Hey,
With DLT we can’t use a writer, only the DataSourceStreamReader. I tried to implement commit() to delete messages in bulk after each micro-batch using multiple partitions, but I ran into a problem: I can’t collect the handles that read() sees on the executors back on the driver.
Here’s a sketch of what I’ve got:
CLASS _SQSPartition (extends InputPartition):
ATTRIBUTES:
pid # partition ID
receipt_handles # list to collect handles in read()

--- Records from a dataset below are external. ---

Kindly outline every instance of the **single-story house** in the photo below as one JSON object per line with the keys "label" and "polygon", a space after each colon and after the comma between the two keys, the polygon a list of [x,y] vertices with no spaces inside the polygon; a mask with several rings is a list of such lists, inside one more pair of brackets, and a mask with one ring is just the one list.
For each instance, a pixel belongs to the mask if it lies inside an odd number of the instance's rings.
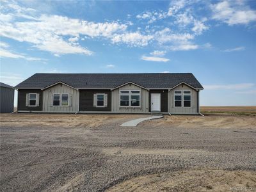
{"label": "single-story house", "polygon": [[35,74],[15,87],[18,112],[198,114],[191,73]]}
{"label": "single-story house", "polygon": [[7,84],[0,82],[0,113],[13,112],[14,89]]}

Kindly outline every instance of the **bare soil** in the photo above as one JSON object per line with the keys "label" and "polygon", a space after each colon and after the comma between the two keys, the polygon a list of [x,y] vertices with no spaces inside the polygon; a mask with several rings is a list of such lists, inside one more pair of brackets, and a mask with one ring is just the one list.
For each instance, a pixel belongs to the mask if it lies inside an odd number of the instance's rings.
{"label": "bare soil", "polygon": [[[143,124],[147,124],[143,122]],[[254,115],[234,115],[230,114],[205,114],[205,116],[166,115],[164,119],[152,122],[156,127],[186,128],[256,128],[256,116]]]}
{"label": "bare soil", "polygon": [[232,191],[233,189],[235,191],[256,190],[256,172],[223,170],[173,172],[133,178],[111,188],[108,191],[220,192]]}
{"label": "bare soil", "polygon": [[0,191],[255,191],[253,115],[145,116],[1,115]]}
{"label": "bare soil", "polygon": [[256,115],[256,106],[202,106],[202,113],[248,113]]}

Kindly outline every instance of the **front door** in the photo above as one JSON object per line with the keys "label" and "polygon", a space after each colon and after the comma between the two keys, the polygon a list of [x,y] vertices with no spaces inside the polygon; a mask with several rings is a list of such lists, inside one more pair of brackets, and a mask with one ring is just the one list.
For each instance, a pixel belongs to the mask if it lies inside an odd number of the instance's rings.
{"label": "front door", "polygon": [[151,93],[151,111],[161,111],[160,93]]}

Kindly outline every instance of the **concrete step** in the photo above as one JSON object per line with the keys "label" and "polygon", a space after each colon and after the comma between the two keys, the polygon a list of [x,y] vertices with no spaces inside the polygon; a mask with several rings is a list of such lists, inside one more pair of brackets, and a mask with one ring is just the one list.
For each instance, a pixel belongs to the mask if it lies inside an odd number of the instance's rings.
{"label": "concrete step", "polygon": [[152,115],[163,115],[161,112],[151,112]]}

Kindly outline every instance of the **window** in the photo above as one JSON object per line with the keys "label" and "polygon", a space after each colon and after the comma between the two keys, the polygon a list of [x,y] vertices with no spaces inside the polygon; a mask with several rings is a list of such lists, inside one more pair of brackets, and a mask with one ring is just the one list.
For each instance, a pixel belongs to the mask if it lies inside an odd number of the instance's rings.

CLASS SQSStreamReader (implements DataSourceStreamReader):
METHOD __init__(schema, options):
• Save schema and options
• Extract queue_url, AWS creds/region
• Extract tuning knobs: max_messages, wait_time_seconds, visibility_timeout, num_partitions
METHOD initialOffset() → int:
• Return -1
METHOD latestOffset() → int:
• Increment and return internal batch counter
METHOD partitions(startOffset, endOffset) → List[_SQSPartition]:
• Create num_partitions new _SQSPartition objects
• Store them in self._current_partitions
• Return that list
METHOD read(partition: _SQSPartition) → Iterator[Tuple]:
• Runs on each executor
• Call SQS.receive_message(...)
• For each message:
– partition.receipt_handles.append(ReceiptHandle)
– yield (MessageId, ReceiptHandle, MD5OfBody, Body)
METHOD commit(endOffset: int):
• Runs on the driver
• Cannot access partition.receipt_handles because those lists live in executor memory
• Therefore you cannot gather handles in commit() to delete them
METHOD stop():
• No-op
Why this fails
Each executor JVM mutates its own _SQSPartition.receipt_handles. The drivers commit() runs in a separate JVM and has no way to see those in-memory lists. Even a class-level (static) dict won’t synchronize across executors, because each Spark task runs in its own process.
Any suggestions on how best to pass message handles from executors back to the driver within DataSourceStreamReader?